Infini-gram mini:基于FM-Index实现互联网规模下的精确n-gram搜索
Infini-gram mini: Exact n-gram Search at the Internet Scale with FM-Index
June 13, 2025
作者: Hao Xu, Jiacheng Liu, Yejin Choi, Noah A. Smith, Hannaneh Hajishirzi
cs.AI
摘要
语言模型主要基于互联网上的海量文本数据进行训练,因此理解这一数据源变得愈发重要。精确匹配搜索引擎能够在大型文本语料库中进行搜索——统计字符串出现次数并检索包含这些字符串的文档——然而其高存储开销阻碍了其在互联网规模数据上的应用。我们提出了Infini-gram mini,一个高效且可扩展的系统,能够使PB级别的文本语料库变得可搜索。基于FM-index数据结构(Ferragina和Manzini,2000年),该系统在索引文本的同时进行压缩,创建的索引大小仅为语料库的44%。Infini-gram mini在索引速度(提升18倍)以及索引和查询过程中的内存使用(分别减少3.2倍和降至可忽略不计)方面,显著优于现有FM-index的最佳实现。我们使用单个128核CPU节点在50天内索引了46TB的互联网文本(若使用75个此类节点,则仅需19小时)。我们展示了Infini-gram mini在基准污染大规模分析中的一个重要应用案例。我们发现,在互联网抓取的数据中,多个核心语言模型评估基准存在严重污染(如SQuAD中高达40%),若在此类数据上训练,可能导致高估语言模型的能力。我们设立了一个基准污染公告板,分享众多核心及社区贡献基准的污染率。同时,我们还发布了一个网络界面和API端点,以服务于Infini-gram mini索引上的通用搜索查询。
English
Language models are trained mainly on massive text data from the Internet,
and it becomes increasingly important to understand this data source.
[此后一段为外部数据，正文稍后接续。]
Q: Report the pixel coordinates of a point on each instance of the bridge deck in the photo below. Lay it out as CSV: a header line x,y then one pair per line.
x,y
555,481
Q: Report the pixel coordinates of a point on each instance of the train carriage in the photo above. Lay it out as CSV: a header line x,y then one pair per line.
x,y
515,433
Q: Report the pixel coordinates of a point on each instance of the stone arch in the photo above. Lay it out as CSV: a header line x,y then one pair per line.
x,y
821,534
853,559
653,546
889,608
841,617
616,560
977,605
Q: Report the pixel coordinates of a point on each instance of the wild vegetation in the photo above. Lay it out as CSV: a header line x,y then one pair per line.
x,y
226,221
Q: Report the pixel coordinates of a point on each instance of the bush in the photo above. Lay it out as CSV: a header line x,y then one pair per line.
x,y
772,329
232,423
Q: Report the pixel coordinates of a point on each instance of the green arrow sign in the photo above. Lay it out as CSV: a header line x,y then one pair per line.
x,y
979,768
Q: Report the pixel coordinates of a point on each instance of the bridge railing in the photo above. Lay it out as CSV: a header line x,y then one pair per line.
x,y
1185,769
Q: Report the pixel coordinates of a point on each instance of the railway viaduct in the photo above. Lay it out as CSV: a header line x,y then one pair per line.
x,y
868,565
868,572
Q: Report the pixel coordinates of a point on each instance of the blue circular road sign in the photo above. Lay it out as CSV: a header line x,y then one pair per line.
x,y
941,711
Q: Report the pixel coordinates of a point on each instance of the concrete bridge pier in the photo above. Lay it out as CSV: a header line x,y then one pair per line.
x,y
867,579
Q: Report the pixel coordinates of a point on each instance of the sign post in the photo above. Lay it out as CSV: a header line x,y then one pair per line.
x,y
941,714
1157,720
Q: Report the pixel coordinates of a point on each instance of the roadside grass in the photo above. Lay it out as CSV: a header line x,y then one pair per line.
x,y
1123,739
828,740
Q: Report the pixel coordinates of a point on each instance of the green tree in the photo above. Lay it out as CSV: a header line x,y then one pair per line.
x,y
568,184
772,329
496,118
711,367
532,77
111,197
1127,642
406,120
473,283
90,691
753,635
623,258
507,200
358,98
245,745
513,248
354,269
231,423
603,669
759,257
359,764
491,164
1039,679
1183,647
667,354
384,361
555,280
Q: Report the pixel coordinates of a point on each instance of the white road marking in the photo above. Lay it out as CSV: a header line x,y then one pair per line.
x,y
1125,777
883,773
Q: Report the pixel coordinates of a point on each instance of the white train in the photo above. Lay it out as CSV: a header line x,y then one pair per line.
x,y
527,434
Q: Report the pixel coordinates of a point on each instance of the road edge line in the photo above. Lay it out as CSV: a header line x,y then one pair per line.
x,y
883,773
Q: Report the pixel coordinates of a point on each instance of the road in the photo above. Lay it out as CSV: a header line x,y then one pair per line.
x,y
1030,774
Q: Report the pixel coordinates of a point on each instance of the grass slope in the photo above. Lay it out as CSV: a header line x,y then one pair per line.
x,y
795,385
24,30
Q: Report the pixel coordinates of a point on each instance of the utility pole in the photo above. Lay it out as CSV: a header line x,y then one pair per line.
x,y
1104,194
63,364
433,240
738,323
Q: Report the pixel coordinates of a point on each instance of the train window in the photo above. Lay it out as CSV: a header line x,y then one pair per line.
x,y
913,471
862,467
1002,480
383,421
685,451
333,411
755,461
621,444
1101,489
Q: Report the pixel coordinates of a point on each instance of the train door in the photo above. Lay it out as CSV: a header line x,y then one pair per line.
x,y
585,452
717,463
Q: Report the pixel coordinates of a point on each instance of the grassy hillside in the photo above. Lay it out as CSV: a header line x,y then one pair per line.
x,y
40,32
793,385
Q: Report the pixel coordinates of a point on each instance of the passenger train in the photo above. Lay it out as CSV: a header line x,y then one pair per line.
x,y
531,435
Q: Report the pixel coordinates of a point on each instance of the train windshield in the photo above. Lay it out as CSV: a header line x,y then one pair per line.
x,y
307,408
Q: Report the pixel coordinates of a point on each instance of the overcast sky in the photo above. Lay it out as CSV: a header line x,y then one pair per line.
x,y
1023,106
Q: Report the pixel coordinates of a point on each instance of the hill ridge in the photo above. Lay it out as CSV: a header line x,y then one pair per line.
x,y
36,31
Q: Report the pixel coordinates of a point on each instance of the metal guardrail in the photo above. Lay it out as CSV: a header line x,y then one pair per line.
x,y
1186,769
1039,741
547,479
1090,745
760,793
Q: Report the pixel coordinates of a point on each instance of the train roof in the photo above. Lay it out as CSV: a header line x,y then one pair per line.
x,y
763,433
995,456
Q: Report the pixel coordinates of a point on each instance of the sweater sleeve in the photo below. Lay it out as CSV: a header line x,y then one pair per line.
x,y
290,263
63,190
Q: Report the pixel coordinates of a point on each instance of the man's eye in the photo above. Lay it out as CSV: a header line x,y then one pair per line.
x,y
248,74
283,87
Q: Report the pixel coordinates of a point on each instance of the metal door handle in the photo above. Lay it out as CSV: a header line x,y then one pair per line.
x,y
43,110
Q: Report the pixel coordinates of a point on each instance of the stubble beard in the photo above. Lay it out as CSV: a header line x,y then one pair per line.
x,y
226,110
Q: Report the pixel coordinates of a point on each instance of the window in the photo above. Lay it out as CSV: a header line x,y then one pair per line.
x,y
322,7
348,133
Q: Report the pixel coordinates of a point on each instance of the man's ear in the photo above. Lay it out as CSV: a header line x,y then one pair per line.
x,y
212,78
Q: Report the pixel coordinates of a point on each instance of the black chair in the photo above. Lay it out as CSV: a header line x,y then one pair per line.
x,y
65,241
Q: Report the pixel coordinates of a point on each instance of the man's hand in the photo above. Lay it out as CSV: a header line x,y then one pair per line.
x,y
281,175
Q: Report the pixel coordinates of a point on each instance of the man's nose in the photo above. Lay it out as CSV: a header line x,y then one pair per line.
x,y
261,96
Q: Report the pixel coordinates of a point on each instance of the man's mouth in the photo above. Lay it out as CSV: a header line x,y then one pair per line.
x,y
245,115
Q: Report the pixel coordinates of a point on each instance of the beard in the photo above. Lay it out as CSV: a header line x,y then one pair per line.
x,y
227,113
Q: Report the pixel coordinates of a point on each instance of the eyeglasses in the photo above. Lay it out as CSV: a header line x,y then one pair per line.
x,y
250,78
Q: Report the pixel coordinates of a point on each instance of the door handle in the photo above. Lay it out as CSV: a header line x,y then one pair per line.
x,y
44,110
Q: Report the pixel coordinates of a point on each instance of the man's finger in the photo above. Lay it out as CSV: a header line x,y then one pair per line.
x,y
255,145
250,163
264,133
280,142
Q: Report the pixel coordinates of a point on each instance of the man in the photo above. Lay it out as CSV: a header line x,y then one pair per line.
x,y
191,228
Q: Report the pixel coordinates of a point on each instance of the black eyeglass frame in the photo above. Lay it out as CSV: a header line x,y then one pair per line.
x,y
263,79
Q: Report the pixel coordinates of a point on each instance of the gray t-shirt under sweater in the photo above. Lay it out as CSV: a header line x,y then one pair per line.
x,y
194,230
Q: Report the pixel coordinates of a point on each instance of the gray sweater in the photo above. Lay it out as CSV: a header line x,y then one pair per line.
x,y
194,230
Exact-match search engines enable searching in large text corpora -- counting
string appearances and retrieving the enclosing documents -- yet the high
storage overhead hinders their application on Internet-scale data. We present
Infini-gram mini, an efficient and scalable system that can make petabyte-level
text corpora searchable. Based on the FM-index data structure (Ferragina and
Manzini, 2000), which simultaneously indexes and compresses text, our system
creates indexes with size only 44% of the corpus. Infini-gram mini greatly
improves upon the best existing implementation of FM-index in terms of indexing
speed (18times) and memory use during both indexing (3.2times reduction)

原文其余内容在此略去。